- EUR/USD has been able to deflect some dollar strength and stabilize above 1.18.
- Fed Chair Powell's second day of testimony is marked by uncertainty.
- The risk-off mood and bearish technicals imply pressures are set to persist.
Down but not out – EUR/USD has bottomed out at 1.1803, evading the psychologically significant 1.18 level and moving up. Nevertheless, the world's most popular currency pair is still down on the day.
The US dollar is benefiting from a message of uncertainty coming from Federal Reserve Chair Jerome Powell. Testifying before a Senate committee, the Fed Chair said the inflation situation is unique and he also expressed uncertainty about the current low participation rates. Around three million Americans have left the workforce.
Earlier, US jobless claims missed estimates with 360K and industrial output rose by only 0.4% in June, also worse than projected. The safe-haven dollar seemed to benefit from weaker data, but that effect is fading out.
Investors are eyeing headlines related to infrastructure spending, and it is still unclear if Democrats can muster a majority to pass their proposed $3.5 trillion spending bill. Republicans have clarified they oppose it.

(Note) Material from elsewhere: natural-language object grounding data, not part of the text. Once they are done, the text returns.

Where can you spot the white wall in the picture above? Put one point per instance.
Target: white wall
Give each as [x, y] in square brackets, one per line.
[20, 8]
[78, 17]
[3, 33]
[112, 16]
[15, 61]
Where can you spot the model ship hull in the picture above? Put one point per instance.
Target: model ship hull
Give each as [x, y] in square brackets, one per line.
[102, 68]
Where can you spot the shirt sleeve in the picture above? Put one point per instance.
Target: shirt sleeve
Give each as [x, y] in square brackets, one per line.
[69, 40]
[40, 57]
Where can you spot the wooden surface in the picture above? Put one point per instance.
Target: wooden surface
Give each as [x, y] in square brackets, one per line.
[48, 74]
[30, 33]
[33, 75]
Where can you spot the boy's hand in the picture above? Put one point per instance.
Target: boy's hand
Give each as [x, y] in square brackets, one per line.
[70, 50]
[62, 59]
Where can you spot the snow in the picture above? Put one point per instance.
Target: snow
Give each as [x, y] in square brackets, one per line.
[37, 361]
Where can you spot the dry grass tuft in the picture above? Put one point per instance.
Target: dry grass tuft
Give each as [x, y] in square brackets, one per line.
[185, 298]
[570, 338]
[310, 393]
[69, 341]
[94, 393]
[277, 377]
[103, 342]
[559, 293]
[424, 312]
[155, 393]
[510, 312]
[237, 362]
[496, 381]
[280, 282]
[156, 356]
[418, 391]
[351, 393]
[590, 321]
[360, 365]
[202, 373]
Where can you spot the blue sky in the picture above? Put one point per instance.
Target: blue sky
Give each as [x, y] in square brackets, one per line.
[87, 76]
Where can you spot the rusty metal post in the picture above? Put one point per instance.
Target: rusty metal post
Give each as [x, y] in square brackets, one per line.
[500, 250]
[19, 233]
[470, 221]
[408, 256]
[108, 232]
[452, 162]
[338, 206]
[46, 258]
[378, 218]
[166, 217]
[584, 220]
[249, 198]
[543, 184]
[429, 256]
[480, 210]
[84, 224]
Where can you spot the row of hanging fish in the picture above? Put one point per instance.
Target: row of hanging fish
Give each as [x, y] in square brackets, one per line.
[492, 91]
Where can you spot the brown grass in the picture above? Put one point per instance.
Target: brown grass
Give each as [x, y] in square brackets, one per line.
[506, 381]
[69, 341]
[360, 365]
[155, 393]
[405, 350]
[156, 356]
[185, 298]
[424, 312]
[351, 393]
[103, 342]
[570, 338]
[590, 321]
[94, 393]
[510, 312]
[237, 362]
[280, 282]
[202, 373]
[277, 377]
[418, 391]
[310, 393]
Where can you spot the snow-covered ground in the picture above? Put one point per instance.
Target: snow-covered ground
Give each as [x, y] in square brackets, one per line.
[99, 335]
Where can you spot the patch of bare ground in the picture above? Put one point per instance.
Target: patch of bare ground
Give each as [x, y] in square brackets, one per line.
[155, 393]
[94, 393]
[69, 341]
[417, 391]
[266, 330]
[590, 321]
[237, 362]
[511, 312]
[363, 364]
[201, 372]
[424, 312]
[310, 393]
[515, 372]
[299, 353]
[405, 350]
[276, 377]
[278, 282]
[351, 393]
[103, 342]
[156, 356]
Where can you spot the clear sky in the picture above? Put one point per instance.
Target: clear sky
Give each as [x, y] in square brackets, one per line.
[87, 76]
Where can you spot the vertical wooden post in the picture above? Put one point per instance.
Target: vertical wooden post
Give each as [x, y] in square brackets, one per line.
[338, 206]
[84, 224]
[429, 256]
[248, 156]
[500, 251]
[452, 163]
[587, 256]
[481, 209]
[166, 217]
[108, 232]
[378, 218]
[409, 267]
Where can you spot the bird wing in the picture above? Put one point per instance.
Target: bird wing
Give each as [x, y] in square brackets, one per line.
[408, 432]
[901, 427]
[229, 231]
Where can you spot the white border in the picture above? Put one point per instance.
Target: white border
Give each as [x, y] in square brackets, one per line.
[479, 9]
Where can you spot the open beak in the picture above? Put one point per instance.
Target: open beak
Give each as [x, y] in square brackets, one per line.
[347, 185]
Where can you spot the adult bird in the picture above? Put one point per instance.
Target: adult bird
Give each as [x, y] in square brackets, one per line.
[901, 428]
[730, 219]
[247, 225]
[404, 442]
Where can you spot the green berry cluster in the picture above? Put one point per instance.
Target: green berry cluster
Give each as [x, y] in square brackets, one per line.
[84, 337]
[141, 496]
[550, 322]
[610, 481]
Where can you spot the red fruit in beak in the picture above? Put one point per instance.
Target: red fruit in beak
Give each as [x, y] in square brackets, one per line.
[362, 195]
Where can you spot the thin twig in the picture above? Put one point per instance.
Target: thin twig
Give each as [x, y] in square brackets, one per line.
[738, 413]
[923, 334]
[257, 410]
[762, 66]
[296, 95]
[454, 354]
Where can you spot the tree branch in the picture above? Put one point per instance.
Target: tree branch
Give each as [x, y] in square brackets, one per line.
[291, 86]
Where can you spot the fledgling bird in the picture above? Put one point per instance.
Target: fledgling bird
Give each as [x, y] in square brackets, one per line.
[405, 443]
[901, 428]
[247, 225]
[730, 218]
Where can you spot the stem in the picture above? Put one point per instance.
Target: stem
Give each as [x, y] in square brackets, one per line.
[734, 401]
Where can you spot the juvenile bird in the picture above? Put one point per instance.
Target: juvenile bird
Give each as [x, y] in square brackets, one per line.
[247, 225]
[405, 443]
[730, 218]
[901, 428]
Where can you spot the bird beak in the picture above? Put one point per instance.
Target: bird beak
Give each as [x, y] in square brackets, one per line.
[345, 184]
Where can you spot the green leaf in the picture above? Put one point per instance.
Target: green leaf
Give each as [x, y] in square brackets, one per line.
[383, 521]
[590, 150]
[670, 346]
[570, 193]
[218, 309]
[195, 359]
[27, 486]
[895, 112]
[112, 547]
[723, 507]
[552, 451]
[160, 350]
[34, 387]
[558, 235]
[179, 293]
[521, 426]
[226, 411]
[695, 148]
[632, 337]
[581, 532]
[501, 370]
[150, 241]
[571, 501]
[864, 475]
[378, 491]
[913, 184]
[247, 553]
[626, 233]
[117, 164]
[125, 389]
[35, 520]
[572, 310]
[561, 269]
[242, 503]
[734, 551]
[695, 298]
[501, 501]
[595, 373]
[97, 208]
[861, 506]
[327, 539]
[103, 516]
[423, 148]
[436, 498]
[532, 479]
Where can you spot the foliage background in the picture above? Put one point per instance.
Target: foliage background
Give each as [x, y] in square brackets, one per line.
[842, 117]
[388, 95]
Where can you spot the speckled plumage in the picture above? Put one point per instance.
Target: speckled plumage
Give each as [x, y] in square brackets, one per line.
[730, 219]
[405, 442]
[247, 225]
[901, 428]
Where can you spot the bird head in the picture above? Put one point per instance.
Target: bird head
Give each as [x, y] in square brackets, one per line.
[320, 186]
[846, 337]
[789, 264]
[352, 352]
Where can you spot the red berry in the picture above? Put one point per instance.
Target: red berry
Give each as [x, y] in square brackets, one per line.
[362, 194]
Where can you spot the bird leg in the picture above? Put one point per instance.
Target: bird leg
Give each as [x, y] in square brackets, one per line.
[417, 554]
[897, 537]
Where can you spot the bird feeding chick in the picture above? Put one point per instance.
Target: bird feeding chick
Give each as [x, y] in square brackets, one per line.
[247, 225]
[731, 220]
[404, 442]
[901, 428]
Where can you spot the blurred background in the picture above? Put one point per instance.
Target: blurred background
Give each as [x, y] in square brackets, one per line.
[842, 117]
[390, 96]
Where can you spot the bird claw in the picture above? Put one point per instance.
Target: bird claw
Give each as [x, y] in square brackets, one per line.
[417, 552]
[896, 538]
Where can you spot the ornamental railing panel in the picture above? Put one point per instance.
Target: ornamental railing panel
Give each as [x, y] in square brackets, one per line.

Concerns about the spread of the Delta covid variant persist in Europe, with the Netherlands, Spain and Portugal standing out with sharp increases in infections. These developments have somewhat weighed on the euro.
Overall, the downbeat market mood is boosting the greenback and weighing on the currency pair.
EUR/USD Technical Analysis
Euro/dollar is suffering from downside momentum on the four-hour chart and has dropped below the 50 Simple Moving Average.
Some support awaits at the daily low of 1.803 mentioned earlier. It is followed by 1.1775, which is the multi-month low. Further down, 1.1740 and 1.17 are eyed.
Looking up, some resistance is at the daily high of 1.1850, followed by 1.1865 and 1.1880, which was a stubborn cap last week.